Figure 2. Representative examples of the THM-GC-MS chromatograms.

Chromatograms are shown for A: M. tuberculosis, B: M. avium, C: M. marinum, D: M. kansasii.

In the samples from South Africa (Testset-2), using THM-GC-MS and our 20-compound model, all 12 NTM isolates were correctly identified (see Table 5). Eighty of the 91 MTB (88%) isolates were classified correctly. The remaining 11 isolates (identified by the Bioline test and 16S rRNA sequencing as belonging to the MTB complex) were misclassified as NTM by our model. For Testset-2, the sensitivity was 88%, specificity was 100% and accuracy was 90%. The poorer performance of our model with these samples can be attributed to the very different geographical origin of the samples used for the training set and the test set. The samples from the training set came from the Netherlands whereas the samples from the test set came from South Africa. The fingerprint patterns of the normalized areas of the 20 compounds are given for some representative strains from South Africa in Figure 3. In Figures 3a and b, two different MTB strains are shown and the pattern of an NTM is shown in Figure 3c. All three were correctly classified in our model. Five of the 11 misclassified MTB isolates are shown in Figure 3d–3h. These strains were rich in compound 3 with concentrations ≥ 60%. The concentrations of the mycocerosate marker compounds 17–20 were very low. The β-coefficient values of the 20 compounds in Table 3 show that hexacosanoic acid (compound 16) and the mycocerosate markers (17–20) are important markers for the MTB complex. In the strains shown in Figure 3d-3h the low levels of these markers resulted in their misclassification as NTM strains. It is relevant to note that our model uses information about all 20 compounds. However, the most important compounds for the identification of MTB are compounds 16–20. If these are present in an MTB strain at very low levels or are below the detection limit, the model will misclassify the MTB as NTM.

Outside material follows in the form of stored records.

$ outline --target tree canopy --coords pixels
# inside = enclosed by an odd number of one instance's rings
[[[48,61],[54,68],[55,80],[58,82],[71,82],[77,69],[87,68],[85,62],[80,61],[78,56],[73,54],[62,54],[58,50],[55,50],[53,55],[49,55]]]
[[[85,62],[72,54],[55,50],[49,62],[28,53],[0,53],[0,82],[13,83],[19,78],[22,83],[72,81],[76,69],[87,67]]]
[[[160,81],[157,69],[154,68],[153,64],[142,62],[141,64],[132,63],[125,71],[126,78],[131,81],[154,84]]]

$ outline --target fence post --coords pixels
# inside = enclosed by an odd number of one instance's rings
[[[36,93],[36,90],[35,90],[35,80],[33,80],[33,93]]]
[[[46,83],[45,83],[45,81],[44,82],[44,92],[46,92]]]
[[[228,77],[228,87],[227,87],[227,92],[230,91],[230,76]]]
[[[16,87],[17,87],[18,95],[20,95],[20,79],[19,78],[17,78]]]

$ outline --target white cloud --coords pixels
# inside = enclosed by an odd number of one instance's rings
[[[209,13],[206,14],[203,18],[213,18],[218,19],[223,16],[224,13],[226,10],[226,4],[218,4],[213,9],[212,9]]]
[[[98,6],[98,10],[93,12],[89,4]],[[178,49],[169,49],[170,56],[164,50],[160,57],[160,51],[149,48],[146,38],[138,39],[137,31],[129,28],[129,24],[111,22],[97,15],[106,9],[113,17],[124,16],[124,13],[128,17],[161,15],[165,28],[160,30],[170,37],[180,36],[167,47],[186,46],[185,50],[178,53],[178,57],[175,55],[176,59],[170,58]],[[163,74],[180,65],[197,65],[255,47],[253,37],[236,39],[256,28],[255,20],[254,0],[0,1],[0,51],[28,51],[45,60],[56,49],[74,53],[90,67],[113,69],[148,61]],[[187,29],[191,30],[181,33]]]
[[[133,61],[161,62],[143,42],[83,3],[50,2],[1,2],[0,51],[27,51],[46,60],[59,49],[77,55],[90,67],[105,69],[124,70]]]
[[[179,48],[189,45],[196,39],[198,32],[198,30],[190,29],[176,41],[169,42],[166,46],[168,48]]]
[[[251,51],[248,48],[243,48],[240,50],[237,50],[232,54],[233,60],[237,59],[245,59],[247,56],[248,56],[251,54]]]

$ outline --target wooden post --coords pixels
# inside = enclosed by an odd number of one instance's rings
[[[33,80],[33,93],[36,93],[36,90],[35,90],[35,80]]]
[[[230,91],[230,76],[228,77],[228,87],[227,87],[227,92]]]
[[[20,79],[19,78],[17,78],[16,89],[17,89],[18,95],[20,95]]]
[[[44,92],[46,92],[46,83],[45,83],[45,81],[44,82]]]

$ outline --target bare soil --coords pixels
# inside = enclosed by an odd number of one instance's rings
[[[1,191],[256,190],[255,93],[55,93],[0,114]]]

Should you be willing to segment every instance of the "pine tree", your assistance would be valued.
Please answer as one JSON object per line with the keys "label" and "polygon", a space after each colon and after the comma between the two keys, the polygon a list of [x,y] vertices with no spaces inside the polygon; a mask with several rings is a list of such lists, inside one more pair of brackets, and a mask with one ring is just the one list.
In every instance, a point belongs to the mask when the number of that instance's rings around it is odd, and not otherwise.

Figure 3. Fingerprint patterns of the normalized areas of the 20 markers in samples from South Africa.

The graph shows the fingerprint patterns of the normalized areas of 20 marker compounds in different mycobacteria from South Africa with two representative M. tuberculosis strains (A & B), one representative NTM strain M. intracellulare (C), five misclassified M. tuberculosis strains (D–H). Note the high value of compound 3 and the low values of compound 17–20. Compounds 1–20 are identified in Table 3.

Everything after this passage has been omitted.